Before any election there are numerous proposals made and many are quickly forgotten after the polls close. But one that hasn’t been forgotten is the upgrade to Coopers Stadium, the home of Adelaide United.
Rumours abounded in February that the ground could receive an impressive $75 million face-lift but the speculation has died down.
The proposal included the addition of an ethylene tetrafluoroethylene (EFTE) roof, similar to that used at the neighbouring Adelaide Entertainment Centre, as well as Major League Soccer stadium BC Place, Munich’s Allianz Arena, and Forsyth Barr Stadium in Dunedin.
An increase in capacity to 25,000 was also on the agenda as the stadium would form a crucial part of Adelaide’s potential bid to host the Commonwealth Games.
Adelaide Entertainment Corporation (AEC) runs the nearby Entertainment Centre and took control of Coopers Stadium in July of 2013. Chief executive Anthony Kirchner said in February that there were funds allocated for minor facelifts, but greater investment would be needed in the long term.
“AEC has already earmarked $4 million in upgrades to Coopers Stadium over the next two years but at some point there is going to be the need for a more significant investment,” he said.
Part of that $4 million this year will go towards installing red seats throughout the ground as well as a new elevator in the Western grandstand, and increasing the number of food and beverage outlets. Around $400,000 has also been allocated towards a much needed refurbishment of the players changing rooms.

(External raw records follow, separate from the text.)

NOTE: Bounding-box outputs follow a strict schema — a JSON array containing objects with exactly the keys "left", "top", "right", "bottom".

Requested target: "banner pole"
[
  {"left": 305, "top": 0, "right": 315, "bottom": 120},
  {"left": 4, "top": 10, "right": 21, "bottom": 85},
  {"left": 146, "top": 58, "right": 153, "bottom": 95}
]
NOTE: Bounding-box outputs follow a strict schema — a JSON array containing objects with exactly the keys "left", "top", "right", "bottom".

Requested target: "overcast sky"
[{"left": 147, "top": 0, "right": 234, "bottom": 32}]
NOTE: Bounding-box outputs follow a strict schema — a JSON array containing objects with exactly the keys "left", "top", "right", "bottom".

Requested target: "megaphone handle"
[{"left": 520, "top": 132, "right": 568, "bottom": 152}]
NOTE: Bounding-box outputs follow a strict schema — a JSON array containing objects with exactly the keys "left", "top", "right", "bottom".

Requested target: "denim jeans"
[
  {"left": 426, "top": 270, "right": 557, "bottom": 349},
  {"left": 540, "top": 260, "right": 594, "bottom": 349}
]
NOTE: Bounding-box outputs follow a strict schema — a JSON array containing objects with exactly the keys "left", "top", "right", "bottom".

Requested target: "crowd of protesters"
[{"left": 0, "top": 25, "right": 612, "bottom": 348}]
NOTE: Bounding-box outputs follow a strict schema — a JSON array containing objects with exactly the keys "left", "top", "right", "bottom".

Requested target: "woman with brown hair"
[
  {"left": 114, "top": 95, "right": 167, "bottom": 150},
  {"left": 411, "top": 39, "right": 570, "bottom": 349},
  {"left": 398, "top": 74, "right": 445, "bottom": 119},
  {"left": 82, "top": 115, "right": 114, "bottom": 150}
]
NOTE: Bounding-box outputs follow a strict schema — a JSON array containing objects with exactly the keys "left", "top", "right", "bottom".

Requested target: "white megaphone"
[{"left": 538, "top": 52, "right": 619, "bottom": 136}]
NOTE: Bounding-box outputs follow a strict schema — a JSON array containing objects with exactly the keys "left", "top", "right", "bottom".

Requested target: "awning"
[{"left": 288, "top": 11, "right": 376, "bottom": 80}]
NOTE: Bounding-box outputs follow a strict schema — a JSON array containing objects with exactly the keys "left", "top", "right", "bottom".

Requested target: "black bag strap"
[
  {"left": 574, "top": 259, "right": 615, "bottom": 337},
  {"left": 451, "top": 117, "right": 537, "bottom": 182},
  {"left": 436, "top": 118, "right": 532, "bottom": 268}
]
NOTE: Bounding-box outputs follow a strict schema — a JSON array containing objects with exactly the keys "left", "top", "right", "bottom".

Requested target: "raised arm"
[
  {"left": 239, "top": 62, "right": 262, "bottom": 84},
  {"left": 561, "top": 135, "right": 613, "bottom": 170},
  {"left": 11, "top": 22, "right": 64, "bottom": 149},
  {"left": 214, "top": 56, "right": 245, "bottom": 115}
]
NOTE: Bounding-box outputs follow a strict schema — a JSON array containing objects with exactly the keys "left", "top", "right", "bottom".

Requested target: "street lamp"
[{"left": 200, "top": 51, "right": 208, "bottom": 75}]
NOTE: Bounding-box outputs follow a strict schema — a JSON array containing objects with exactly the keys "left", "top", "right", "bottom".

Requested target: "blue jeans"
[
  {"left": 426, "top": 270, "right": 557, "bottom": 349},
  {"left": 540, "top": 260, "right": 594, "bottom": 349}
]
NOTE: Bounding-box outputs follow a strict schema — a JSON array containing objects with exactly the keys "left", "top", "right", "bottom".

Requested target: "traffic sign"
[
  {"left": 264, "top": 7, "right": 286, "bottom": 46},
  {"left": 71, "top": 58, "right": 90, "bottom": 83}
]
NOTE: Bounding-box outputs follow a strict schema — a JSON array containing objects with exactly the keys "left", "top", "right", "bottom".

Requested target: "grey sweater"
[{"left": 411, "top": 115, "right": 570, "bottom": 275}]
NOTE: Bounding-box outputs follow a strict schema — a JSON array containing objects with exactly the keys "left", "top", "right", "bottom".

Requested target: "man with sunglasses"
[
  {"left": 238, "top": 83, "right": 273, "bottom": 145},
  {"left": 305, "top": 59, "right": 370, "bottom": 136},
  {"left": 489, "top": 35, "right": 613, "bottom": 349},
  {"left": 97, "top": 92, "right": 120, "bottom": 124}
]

There is another side to these potential upgrades to Coopers Stadium and that is the war of words between Adelaide United and the AEC, who have differing views on the finances of their rental agreement.
United feel that increases in the price of rent are unjustifiable, while the AEC state that the Reds enjoy the cheapest stadium deal among the nine Australian based A-League clubs. United are apparently paying 12.6% more this season than last but Kirchner says the new figure is still well below most other clubs.
“It’s the best venue hiring deal in the A-League, with comparable franchises paying an average of $66,500 per event day.”
The gripe that United have is two-fold. They believe the increase in rent is too sharp and are also frustrated with the lack of progress on the promised upgrades. Adelaide United chairman Greg Griffin said that the rent had doubled in the space of three years.
“We took over this club to help keep an A-League side in South Australia, but I don’t think we would have done so if we knew that the rent would go up 100 per cent in three years. They basically haven’t spent a cent on the place since 2000. The change rooms are terrible and it needs investment just to get it to A-League standard. Without us, Hindmarsh (Coopers) Stadium would be a white elephant.”
The last sentence in that quote is perhaps the most telling. United need Coopers Stadium and the AEC definitely needs United, but Griffin appears to be open to moving (or at least threatening to do so).
There are a few options around Adelaide including Norwood Oval or Thebarton Oval, where United currently train a few times a week. But neither is ideally suited and would require significant investment, much like Coopers does. But if the rent is quite cheap comparatively then the Reds could benefit from a move.
If United were to move away from Coopers it would represent a major blow for the AEC. There is no other income stream from the ground aside from local games for a handful of weekends every year.
The talk of luring a rugby league team to play a number of games at Coopers every season is fanciful at this stage, and if United decide to move, the AEC could have a white elephant on their hands as Griffin suggests.
The opportunity exists for United to move a couple of games every season to the newly redeveloped Adelaide Oval, which has a capacity of over 50,000. The rent per match day at the Oval is also believed to be significantly lower than what United currently pays.
The Reds have a spiritual home at Coopers, which really developed during their Asian Champions League success in 2008, and grew further with more good performances in the 2012 campaign. These memories are why fans want to stay at Coopers but also want to see the promised upgrades taking place to ensure a better experience for all.
Although the two sides are yet to come to an agreement the likelihood is that United will be playing at Coopers for years to come. There is simply nowhere else ideal for them to relocate to, and the AEC needs a regular tenant at Coopers.
But Adelaide United wants the AEC to invest in significantly upgrading Coopers Stadium or they may be forced to look at other options.